Hamburg - Nach Informationen von Bild.de sowie dem Fernsehsender Sport1 hat sich Schalke-Trainer Felix Magath am Mittwoch in Salzburg mit Red-Bull-Besitzer Dietrich Mateschitz getroffen. Bei dem Gespräch soll es demnach um eine Verpflichtung Magaths für den Viertliga-Aufsteiger RB Leipzig gegangen sein. Mateschitz' Ziel ist es, dass in Leipzig nach dem Vorbild von 1899 Hoffenheim so schnell wie möglich Bundesliga-Fußball gespielt wird.

RB-Clubsprecher Hans-Georg Felder wollte sich auf SID-Anfrage nicht zu dem Thema äußern. "An Spekulationen beteilige ich mich nicht", sagte Felder. Allerdings bestätigte er, dass in dieser Woche ursprünglich ein neuer Trainer präsentiert werden sollte. "Die Gespräche sind allerdings noch nicht abgeschlossen." Ein Red-Bull-Sprecher hatte Bild.de gesagt: "Es gibt schon länger Kontakt zwischen uns. Felix Magath war auch früher schon als Trainer in Salzburg im Gespräch. Er war mehrmals bei uns in Salzburg, jetzt ist nichts mehr unvorstellbar."
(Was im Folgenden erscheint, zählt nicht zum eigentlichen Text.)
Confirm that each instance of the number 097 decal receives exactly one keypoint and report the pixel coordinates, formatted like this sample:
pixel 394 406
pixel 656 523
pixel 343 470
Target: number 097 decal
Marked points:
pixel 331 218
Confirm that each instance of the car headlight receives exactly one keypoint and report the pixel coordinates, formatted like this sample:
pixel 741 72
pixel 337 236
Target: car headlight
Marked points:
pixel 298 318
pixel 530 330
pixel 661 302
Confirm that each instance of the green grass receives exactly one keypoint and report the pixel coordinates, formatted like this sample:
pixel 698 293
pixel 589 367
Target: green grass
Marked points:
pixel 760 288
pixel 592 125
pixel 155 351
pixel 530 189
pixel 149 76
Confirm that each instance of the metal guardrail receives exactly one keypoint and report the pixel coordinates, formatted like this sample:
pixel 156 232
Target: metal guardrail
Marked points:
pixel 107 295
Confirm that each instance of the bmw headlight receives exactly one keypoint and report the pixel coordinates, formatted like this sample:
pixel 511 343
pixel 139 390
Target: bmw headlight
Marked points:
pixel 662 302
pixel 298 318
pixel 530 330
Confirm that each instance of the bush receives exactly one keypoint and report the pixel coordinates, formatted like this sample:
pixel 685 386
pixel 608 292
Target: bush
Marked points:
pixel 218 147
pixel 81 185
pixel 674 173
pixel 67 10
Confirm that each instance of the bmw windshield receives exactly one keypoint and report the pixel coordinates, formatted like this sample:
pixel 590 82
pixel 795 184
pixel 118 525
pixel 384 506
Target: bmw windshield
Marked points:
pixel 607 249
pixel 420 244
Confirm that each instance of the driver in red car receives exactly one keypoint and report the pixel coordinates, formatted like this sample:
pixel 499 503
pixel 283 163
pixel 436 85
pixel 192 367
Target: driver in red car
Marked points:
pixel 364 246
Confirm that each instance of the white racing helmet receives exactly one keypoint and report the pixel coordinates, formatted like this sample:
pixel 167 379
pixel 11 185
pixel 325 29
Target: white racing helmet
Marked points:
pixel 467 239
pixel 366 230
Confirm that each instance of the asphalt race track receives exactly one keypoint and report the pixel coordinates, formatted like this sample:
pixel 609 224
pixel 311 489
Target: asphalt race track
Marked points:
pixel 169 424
Zum Red-Bull-Konzern gehören neben RB Leipzig unter anderem die Fußballclubs New York Red Bulls sowie der österreichische Erstligist Red Bull Salzburg. Dort hatte der ehemalige Bundesliga-Coach Huub Stevens seinen Trainervertrag erst in der vergangenen Woche vorzeitig bis 2012 verlängert. Sportlicher Leiter für das Gesamtprojekt Fußball ist der ehemalige HSV-Sportchef Dietmar Beiersdorfer.

"Meine Arbeit ist erschwert"

Magath, dessen Vertrag mit Schalke noch bis 2013 läuft, hatte unter der Woche für Wirbel in Gelsenkirchen gesorgt, indem er Großinvestitionen für neue Spieler forderte. "Ich sage: Wir brauchen etwa 30 Millionen Euro für die Verstärkung des aktuellen Kaders - um eine Mannschaft zu haben, die wieder einen Spitzenplatz belegen und in der Champions League die Gruppenphase überstehen soll", hatte Magath dem "kicker" gesagt.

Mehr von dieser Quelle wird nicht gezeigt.